Amygdala (fear of loss) and - possibly - lack of a strategy. The first is corrected by willingness to repeatedly go through the experience of moderately high pain (losses).
What is your trading plan for entry and exit? Saying that you were excited is enough that you have no clear trading plan or enough experience. You are supposed to only feel boring because the result after entry will always be three situations; profit, breakeven and loss.
Typically its someone that either doesn't understand the statistics of their trade method or they're trading without a trading plan. The brief hypothesis you gave is not a trading plan nor a trade method. For example, you use the words "I think" a few times without explaining the WHY...usually that WHY will reveal the trading plan or trade method. The above allows emotions, outside influences to control your decision making process...you enter / exit trades and then not even remember WHY you got in the trade in the first place. P.S. Why use the word Hypothesis when you could have used an example of a real trade ? wrbtrader
I agree wrb. Bob2007 what you experienced is so common for traders as you know. My stance is that the impulse we traders have to behave this way does not get corrected by simple actions like risking less money. Although that helps, these impulses are deep in the unconscious. They are kind of similar to addiction, etc. where we want to control it, but just can't--at least consistently. (If you are in "control" 90% of the time in trades--you can still blow all your winnings in the other 10% so that doesn't work.) To put it simply, I believe this situation is created by unfelt / un-dealt with feelings and experiences from the past that are playing out. My work with traders as a coach is to help you feel and process all this stuff so you are free from it. I know some traders don't agree with this approach, but it works. And, the alternative to not really dealing with this stuff at the core can be pricy and painful. I have articles on my blog that give you more detail on this if interested.
Market chop pushes you into a quick trade, even though it's better to wait for a good set up. Market has to mislead everyone, like playing chess against a super computer.
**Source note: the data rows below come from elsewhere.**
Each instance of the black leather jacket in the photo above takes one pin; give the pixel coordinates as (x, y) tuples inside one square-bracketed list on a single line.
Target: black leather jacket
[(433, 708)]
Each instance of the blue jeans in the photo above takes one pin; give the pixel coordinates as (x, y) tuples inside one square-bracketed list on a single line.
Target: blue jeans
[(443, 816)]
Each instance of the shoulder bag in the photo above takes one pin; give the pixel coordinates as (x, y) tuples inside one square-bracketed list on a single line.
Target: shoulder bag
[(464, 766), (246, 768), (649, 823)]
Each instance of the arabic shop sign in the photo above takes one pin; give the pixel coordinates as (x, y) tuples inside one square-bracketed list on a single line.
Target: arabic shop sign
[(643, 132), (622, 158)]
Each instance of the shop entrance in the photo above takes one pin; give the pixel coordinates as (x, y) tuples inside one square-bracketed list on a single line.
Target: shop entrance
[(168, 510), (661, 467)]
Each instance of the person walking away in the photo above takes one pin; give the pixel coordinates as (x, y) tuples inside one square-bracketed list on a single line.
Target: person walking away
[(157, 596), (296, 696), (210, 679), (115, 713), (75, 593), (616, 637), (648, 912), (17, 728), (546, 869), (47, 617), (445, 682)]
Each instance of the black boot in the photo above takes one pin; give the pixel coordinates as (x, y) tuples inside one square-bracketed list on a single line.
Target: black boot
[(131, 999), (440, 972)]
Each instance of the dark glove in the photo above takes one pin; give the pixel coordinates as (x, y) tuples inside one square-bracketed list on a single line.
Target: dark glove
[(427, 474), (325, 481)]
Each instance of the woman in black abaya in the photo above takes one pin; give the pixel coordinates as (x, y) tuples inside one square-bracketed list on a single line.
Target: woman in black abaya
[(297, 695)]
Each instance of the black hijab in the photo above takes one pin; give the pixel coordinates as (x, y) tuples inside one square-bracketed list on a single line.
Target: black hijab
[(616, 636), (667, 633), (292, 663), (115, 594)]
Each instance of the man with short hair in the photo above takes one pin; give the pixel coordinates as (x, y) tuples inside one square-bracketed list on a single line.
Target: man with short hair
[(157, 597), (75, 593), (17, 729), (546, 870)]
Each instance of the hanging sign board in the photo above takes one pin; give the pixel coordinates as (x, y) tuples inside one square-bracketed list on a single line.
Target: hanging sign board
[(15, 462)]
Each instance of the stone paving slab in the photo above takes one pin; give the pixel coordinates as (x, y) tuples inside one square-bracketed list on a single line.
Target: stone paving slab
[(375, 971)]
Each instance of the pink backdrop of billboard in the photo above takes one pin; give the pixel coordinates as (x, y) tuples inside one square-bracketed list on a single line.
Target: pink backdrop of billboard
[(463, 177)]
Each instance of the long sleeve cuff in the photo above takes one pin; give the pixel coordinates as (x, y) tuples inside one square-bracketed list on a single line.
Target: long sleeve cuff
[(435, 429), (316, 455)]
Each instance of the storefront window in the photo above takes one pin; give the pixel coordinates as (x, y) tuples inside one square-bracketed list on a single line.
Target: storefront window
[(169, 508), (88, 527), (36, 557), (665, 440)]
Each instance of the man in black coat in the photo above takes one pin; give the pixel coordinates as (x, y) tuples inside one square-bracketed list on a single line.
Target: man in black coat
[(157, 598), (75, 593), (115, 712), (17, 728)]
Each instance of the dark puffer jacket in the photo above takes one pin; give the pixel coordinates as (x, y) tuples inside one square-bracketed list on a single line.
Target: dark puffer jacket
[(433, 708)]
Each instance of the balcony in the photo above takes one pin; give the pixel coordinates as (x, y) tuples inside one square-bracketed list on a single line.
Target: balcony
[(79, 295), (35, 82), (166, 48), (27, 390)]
%% Like a limit order+ preplan it. Prefer written plans. TQQQ ranges more than that a day; so those number can work/break out/breakdown any way. BUT tqqq is so extended, summer rally tends to be the weakest-- not in tqqq now. Long a cash tech etf……; its long online /short stores thru a bank swap/etf. NOT an ETF tip or prediction...…………………………………………………………………………………………………………….IF we were in 4th quarter[oct-dec] it can pay to stay in; summer weak rally I may have sold tqqq if it did that.